Enfin, au moins 150 chantiers pilotés par le MTQ en 2011-2012 concernent l’asphaltage des routes. «Ce genre de travaux requiert essentiellement des opérateurs de machinerie lourde et des manœuvres», explique Danny Castonguay, gérant de projet chez Construction & Pavage Portneuf.

D’autres locomotives d’emploi

L’expansion et la rénovation du réseau de transport en commun dans la grande région de Montréal participent aussi à la création d’emplois. Par exemple, le consortium Alstom-Bombardier livrera 468 nouvelles voitures de métro à la STM, de 2014 à 2018. À l’usine de Bombardier située à La Pocatière, dans le Bas-Saint-Laurent, «ce contrat va consolider à peu près 200 emplois d’assembleurs et entraînera l’embauche d’environ 45 employés de bureau permanents, dont des ingénieurs et des logisticiens», dit Sébastien Ross, directeur général de l’usine.

Rencontre avec Annie Raymond, signaleuse de chantier routier.

Les projets de prolongement du métro pourraient aussi stimuler l’emploi. Actuellement, personne ne peut garantir la venue de nouvelles stations de métro en 2016. Mais si les projets de la STM se concrétisent, plusieurs travailleurs seront demandés. «Construire le tunnel d’un métro nécessite environ 500 ouvriers qui proviennent d’à peu près tous les corps de métiers de la construction», indique François Labelle, d’Aecom. Cette firme, anciennement Tecsult, faisait partie du consortium qui a prolongé le métro à Laval. Parmi les travailleurs nécessaires, on trouve notamment les couvreurs, les tuyauteurs, les électriciens et les boutefeux.

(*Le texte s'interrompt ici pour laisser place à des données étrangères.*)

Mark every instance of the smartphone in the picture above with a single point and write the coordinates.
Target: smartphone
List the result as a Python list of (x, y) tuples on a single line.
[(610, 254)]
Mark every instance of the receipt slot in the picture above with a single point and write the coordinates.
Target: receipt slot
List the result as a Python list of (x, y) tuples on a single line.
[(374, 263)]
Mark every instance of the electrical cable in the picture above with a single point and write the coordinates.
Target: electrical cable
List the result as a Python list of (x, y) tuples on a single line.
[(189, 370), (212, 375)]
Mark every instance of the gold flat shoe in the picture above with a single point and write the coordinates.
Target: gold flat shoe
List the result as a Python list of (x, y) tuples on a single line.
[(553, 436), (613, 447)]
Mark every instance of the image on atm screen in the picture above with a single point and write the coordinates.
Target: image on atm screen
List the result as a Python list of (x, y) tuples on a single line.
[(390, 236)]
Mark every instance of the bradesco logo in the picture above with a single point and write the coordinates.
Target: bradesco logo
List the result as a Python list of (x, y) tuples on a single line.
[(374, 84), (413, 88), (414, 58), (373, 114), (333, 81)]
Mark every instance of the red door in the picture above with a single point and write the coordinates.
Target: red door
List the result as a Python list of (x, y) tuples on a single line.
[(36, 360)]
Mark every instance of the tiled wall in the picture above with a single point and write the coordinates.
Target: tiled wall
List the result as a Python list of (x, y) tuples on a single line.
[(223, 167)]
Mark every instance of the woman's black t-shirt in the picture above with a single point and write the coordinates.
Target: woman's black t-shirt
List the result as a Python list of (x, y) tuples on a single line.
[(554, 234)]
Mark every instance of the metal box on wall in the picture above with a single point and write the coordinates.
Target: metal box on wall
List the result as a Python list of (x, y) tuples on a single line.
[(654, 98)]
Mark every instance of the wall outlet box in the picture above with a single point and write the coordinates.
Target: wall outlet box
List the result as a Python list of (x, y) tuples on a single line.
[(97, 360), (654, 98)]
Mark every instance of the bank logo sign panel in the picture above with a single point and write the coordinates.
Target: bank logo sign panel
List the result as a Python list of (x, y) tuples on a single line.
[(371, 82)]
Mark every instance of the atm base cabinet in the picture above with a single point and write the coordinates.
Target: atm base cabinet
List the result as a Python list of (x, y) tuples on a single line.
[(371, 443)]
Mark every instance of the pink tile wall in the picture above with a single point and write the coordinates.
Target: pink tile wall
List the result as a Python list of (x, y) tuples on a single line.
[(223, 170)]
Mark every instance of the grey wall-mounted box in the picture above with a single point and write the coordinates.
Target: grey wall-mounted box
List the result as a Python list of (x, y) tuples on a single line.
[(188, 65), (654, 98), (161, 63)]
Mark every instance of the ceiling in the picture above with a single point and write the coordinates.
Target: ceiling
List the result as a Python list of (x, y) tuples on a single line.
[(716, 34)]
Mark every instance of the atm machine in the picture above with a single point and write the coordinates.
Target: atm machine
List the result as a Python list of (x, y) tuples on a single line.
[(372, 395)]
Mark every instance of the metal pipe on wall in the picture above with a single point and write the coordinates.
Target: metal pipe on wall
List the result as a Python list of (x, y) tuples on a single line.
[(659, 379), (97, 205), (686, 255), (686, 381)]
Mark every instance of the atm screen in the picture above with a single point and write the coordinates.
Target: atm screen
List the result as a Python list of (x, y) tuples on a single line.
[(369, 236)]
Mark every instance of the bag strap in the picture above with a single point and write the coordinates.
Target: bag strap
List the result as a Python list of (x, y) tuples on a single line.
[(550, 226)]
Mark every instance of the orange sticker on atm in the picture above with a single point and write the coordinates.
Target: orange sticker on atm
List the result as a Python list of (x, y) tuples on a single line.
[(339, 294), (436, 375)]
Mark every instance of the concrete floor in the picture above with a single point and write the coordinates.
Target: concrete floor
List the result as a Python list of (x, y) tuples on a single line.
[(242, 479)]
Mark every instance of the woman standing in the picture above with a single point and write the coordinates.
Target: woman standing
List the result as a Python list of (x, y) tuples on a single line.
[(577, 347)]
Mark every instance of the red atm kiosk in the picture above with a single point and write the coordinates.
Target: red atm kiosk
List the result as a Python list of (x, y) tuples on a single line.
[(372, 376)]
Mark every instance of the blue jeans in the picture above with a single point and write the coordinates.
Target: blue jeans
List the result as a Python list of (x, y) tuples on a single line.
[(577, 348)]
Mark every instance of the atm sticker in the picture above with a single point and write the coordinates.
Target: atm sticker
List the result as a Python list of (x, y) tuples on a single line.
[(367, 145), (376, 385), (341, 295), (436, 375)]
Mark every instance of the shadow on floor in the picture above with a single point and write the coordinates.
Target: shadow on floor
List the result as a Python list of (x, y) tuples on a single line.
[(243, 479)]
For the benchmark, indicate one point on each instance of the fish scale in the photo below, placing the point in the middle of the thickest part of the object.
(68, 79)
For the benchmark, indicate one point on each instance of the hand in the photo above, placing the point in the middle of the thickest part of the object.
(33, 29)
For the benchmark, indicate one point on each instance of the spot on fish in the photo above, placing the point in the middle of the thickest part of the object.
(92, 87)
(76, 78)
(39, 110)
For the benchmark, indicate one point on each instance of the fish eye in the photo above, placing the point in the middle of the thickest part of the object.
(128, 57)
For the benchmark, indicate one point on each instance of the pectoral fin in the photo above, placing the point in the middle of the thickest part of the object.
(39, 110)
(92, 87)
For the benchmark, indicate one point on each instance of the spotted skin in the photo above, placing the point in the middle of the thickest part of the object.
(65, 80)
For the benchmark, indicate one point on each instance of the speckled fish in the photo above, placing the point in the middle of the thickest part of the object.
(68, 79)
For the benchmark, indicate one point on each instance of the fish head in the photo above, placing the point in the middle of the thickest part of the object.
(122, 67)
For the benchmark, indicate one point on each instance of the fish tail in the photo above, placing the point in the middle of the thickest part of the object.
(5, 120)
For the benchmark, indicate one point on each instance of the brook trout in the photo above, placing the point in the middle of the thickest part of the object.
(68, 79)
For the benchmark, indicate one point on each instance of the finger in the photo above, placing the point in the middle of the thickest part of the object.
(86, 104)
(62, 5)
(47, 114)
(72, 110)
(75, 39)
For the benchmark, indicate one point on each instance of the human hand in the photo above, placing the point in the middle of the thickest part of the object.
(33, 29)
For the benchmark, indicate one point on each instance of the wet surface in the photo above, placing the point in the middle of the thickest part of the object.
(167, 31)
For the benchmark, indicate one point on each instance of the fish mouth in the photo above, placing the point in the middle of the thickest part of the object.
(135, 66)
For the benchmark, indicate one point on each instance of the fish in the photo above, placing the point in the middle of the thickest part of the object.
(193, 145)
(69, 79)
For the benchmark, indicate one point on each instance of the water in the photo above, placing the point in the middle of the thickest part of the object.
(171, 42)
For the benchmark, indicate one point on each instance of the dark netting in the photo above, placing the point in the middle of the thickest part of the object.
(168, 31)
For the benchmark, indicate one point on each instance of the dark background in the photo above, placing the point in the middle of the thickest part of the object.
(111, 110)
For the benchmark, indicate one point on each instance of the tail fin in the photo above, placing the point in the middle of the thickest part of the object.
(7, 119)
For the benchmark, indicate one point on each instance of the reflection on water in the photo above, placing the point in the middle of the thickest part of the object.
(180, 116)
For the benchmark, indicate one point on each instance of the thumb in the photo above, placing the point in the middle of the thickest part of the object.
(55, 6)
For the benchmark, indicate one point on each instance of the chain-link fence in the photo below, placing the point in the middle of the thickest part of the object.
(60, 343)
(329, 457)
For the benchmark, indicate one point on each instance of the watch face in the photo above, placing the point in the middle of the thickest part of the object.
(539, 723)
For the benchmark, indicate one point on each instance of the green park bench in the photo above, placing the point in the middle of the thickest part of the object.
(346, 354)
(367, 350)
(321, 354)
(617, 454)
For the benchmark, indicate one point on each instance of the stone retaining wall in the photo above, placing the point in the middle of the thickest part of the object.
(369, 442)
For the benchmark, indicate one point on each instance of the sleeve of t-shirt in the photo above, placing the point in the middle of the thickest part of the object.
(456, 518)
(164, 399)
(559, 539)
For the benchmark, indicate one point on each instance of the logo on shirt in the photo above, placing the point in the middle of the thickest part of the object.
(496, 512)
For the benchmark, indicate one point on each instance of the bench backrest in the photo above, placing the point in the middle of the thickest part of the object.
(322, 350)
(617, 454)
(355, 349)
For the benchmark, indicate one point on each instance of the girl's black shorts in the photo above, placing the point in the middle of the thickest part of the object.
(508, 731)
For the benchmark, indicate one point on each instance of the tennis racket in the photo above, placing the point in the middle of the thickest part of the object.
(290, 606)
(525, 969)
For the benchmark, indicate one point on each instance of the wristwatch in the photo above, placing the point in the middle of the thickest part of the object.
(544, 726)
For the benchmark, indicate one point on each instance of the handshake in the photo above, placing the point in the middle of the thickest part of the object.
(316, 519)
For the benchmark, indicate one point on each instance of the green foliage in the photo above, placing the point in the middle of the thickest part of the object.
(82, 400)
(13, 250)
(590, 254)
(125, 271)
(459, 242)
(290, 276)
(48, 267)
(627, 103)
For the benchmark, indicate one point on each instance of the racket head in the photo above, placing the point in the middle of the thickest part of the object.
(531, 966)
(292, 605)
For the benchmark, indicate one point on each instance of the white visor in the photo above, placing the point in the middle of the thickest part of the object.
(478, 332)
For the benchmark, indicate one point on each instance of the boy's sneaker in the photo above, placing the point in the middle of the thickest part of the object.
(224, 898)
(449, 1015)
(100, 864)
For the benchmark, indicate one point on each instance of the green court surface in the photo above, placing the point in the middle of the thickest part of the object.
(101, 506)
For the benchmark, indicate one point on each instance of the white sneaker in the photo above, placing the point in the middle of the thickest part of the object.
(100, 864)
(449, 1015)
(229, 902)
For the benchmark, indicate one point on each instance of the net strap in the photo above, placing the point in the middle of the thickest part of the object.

Enfin, la construction du Train de l’Est a de son côté commencé à fournir des emplois. Le vaste chantier, supervisé par l’Agence métropolitaine de transport (AMT), ajoutera une ligne de train entre la ville de Mascouche et le centre-ville de Montréal. Cette nouvelle voie ferrée passera notamment sur le terre-plein de l’autoroute 640, dans Lanaudière. L’entrepreneur général Asphalte Jean-Louis Campeau construit un pont grâce auquel le train pourra passer au-dessus de l’autoroute et s’insérer dans le terre-plein. Ces travaux nécessitent actuellement une centaine de travailleurs, dont des ferrailleurs, des charpentiers-menuisiers, des manœuvres et des cimentiers-applicateurs.

Les voies ferrées seront posées par une firme dont on ne connaît pas encore le nom. «Il n’y a pas de formation pour faire ce métier», dit Léger Arsenault, vice-président de Réparations ferroviaires KLN, une PME de la région de Québec. «Nous embauchons des soudeurs et leur donnons une formation à l’interne.»

En plus de faire rouler l’économie, souhaitons que ces nombreux chantiers améliorent aussi nos déplacements!